Jadilah, mereka satu ruangan. San, Anrez yang tengah berbaring, dan Clara.
"Apa yang terjadi?" tanya Clara saat melihat Anrez sudah tersadar.
"Aku kecelakaan. Beruntung ada San tadi. Terima kasih, ya," ucap Anrez. San hanya mengangguk.
"Tidak ada yang serius, kan?" tanya Clara. Anrez menggeleng.
"Oke. Aku akan hubungi kakakmu."
"Jangan."
"Kenapa?"
"Kalian saja yang menjagaku di sini. Aku tidak bisa menghubungi siapa pun. Lagi pula, mungkin saja sore ini aku bisa segera pulang. Tidak ada yang serius. Aku hanya perlu istirahat sebentar saja."

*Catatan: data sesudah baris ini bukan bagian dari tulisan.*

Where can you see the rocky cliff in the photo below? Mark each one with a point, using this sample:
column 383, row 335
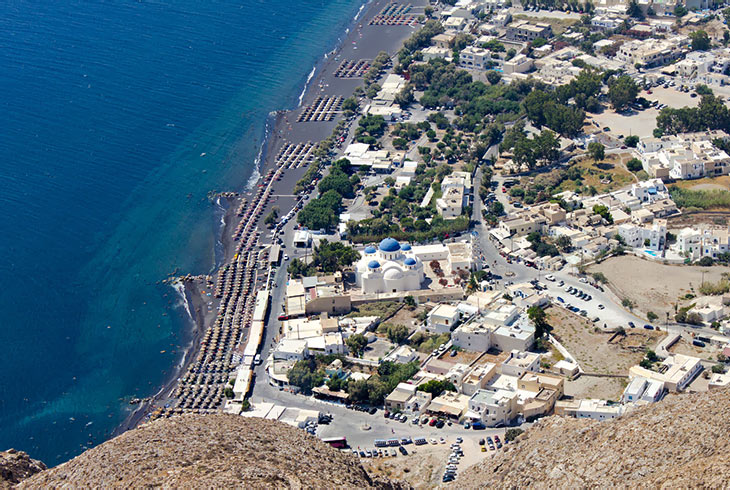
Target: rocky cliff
column 680, row 442
column 16, row 466
column 213, row 451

Clara terdiam. Ia mengerti ketakutan Anrez. Keluarga temannya itu sedang tidak baik-baik saja.
"Baik. Kita akan menjagamu di sini," ucap San. Clara menatap ke arah laki-laki itu.
"Hanya sebentar, kan?"
Clara mengangguk. "Baiklah."
Tak berapa lama, San mendapatkan panggilan telepon dan pamit keluar ruangan sebentar. Clara menatap Anrez tajam.
"Apa maksudnya? Aku tahu, kau menghapal banyak nomor telepon. Anak-anak BBA tahu kemampuanmu dalam mengingat sesuatu itu sangat super. Tapi, kenapa malah aku? Maksudku, maaf, aku tidak bermaksud bagaimana, hanya saja ...."
Anrez menahan tawa. "Tentu saja, aku langsung mengingatmu ketika aku tahu kalau yang menolongku adalah San."
"Ya ampun."
"Ini hal bagus, Clif. Apalagi kalau setelah ini kalian jadi dekat, benar-benar pasangan yang serasi, kan?"
"Diam."
Clara mendengkus kesal, sementara Anrez hanya senyum-senyum sendiri.